Fact-checking information from large language models can decrease headline discernment
Matthew R. DeVerna, Harry Yaojun Yan, Kai-Cheng Yang, Filippo Menczer
TL;DR
This paper investigates how fact-checking information from a large language model (ChatGPT-3.5) influences belief and sharing of political headlines. In a preregistered randomized experiment with belief and sharing arms and four conditions (including human fact checks), the AI-generated checks were accurate for many false headlines but did not improve discernment or sharing of true headlines, and could even degrade accuracy when the AI mislabels true headlines or is unsure about others.

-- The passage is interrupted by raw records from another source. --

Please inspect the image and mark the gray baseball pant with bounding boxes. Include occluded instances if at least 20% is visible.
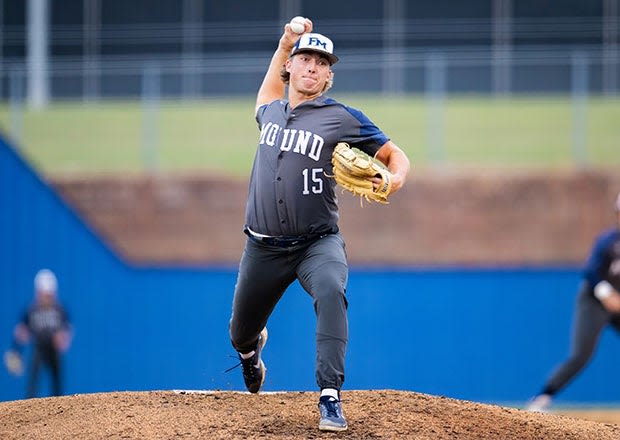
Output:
[543,283,620,395]
[230,234,348,390]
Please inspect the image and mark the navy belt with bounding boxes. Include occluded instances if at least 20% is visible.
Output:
[246,231,328,248]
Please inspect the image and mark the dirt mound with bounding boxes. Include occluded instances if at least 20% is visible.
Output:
[0,390,620,440]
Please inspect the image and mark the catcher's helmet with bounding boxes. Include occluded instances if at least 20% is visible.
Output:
[34,269,58,293]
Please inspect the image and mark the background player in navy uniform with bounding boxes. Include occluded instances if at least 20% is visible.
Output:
[225,19,410,431]
[5,269,71,398]
[526,194,620,412]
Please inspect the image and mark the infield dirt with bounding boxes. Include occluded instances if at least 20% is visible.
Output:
[0,390,620,440]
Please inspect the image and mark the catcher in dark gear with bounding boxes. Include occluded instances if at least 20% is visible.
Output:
[230,19,410,431]
[4,269,71,398]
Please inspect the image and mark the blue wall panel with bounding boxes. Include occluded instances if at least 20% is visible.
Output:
[0,133,620,403]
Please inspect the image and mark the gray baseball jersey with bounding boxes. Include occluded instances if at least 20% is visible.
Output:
[245,96,389,236]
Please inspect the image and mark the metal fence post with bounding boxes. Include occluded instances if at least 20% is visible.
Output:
[425,53,446,163]
[142,62,161,171]
[9,67,24,144]
[571,51,589,165]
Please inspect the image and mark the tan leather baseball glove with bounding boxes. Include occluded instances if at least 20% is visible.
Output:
[332,142,392,204]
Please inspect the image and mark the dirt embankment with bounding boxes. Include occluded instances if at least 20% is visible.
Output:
[52,170,620,265]
[0,390,620,440]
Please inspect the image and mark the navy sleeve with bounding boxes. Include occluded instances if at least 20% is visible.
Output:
[584,231,614,288]
[340,105,390,156]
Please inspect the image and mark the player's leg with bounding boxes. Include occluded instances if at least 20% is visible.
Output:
[230,239,295,353]
[26,347,42,399]
[298,234,348,431]
[229,239,295,393]
[48,348,62,396]
[528,287,610,410]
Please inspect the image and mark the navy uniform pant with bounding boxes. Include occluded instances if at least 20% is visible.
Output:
[230,234,348,390]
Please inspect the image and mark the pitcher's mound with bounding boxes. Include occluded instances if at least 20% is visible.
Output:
[0,390,620,440]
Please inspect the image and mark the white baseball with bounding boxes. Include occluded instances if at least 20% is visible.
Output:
[290,15,306,34]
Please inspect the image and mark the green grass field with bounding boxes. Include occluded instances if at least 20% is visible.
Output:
[0,95,620,176]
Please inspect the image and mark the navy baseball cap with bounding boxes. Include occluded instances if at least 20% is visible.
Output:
[290,33,338,65]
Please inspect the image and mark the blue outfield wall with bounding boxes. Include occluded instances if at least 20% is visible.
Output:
[0,134,620,404]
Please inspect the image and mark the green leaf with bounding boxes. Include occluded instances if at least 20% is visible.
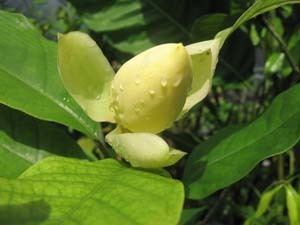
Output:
[191,13,234,41]
[244,185,282,225]
[0,105,85,178]
[265,52,285,74]
[0,157,184,225]
[179,206,207,225]
[84,0,190,54]
[58,31,115,122]
[285,185,300,225]
[106,129,186,168]
[0,11,99,138]
[184,85,300,199]
[216,0,300,47]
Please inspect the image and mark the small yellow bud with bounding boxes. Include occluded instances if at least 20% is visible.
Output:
[111,44,192,133]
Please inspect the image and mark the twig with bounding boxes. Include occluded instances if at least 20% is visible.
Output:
[196,188,229,225]
[262,17,300,80]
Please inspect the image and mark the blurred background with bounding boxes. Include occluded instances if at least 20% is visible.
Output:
[0,0,300,225]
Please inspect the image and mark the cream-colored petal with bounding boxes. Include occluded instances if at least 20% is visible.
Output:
[58,31,114,122]
[106,131,186,168]
[180,39,220,117]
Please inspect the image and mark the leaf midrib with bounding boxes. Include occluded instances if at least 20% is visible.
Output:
[207,111,300,166]
[0,63,95,135]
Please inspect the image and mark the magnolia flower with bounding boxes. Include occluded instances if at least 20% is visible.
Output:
[58,32,220,168]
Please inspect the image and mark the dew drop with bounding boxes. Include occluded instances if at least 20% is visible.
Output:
[149,90,155,97]
[118,113,124,120]
[87,41,97,48]
[140,99,145,106]
[160,79,168,87]
[134,107,141,114]
[173,78,182,87]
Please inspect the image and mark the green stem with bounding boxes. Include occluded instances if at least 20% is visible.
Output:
[289,149,295,176]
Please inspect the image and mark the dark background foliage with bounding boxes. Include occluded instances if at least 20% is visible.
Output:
[0,0,300,225]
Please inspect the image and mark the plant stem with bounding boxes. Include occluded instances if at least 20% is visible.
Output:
[263,17,300,80]
[277,154,284,180]
[289,149,295,176]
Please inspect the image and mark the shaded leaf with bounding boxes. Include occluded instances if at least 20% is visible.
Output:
[0,105,85,178]
[244,185,282,225]
[0,11,99,138]
[0,157,183,225]
[84,0,190,54]
[184,85,300,199]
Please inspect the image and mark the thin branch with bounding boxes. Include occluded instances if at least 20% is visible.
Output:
[262,17,300,80]
[196,188,229,225]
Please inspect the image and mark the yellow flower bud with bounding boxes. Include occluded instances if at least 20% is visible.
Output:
[111,44,192,133]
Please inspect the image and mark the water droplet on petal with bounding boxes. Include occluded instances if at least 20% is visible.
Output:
[87,41,97,48]
[173,77,182,87]
[140,99,145,106]
[149,90,155,97]
[118,113,124,120]
[134,80,141,85]
[160,79,168,87]
[134,107,141,114]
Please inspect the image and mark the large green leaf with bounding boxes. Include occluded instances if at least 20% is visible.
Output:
[84,0,189,54]
[0,105,84,178]
[0,11,99,137]
[217,0,300,46]
[184,85,300,199]
[0,157,183,225]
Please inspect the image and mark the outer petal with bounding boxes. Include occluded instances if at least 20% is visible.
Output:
[58,31,114,122]
[106,131,186,168]
[181,39,220,116]
[112,43,192,133]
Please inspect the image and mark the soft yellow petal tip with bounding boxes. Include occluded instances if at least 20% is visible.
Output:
[106,132,186,168]
[112,44,192,133]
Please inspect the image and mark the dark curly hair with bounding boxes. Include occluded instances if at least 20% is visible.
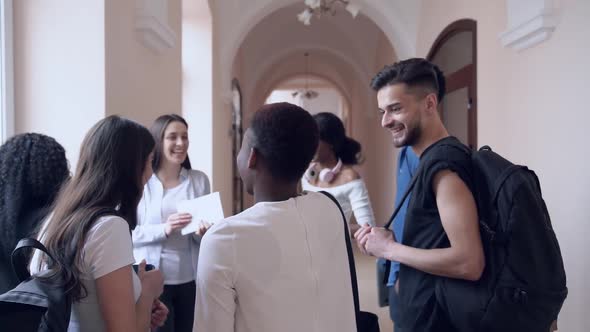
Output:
[250,103,319,181]
[313,112,361,165]
[0,133,69,261]
[371,58,446,103]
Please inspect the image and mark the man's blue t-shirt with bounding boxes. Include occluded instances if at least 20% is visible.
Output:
[387,146,420,286]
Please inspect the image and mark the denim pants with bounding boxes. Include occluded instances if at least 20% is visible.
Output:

In contrast, human-generated fact checks significantly improved both belief and sharing discernment, highlighting potential harms and limitations of deploying AI-only fact-checking at scale. The findings emphasize the need for careful design and policy considerations to mitigate unintended AI-driven effects on information quality in digital ecosystems.
Abstract
Fact checking can be an effective strategy against misinformation, but its implementation at scale is impeded by the overwhelming volume of information online. Recent artificial intelligence (AI) language models have shown impressive ability in fact-checking tasks, but how humans interact with fact-checking information provided by these models is unclear. Here, we investigate the impact of fact-checking information generated by a popular large language model (LLM) on belief in, and sharing intent of, political news headlines in a preregistered randomized control experiment. Although the LLM accurately identifies most false headlines (90%), we find that this information does not significantly improve participants' ability to discern headline accuracy or share accurate news. In contrast, viewing human-generated fact checks enhances discernment in both cases. Subsequent analysis reveals that the AI fact-checker is harmful in specific cases: it decreases beliefs in true headlines that it mislabels as false and increases beliefs in false headlines that it is unsure about. On the positive side, AI fact-checking information increases the sharing intent for correctly labeled true headlines. When participants are given the option to view LLM fact checks and choose to do so, they are significantly more likely to share both true and false news but only more likely to believe false headlines. Our findings highlight an important source of potential harm stemming from AI applications and underscore the critical need for policies to prevent or mitigate such unintended consequences.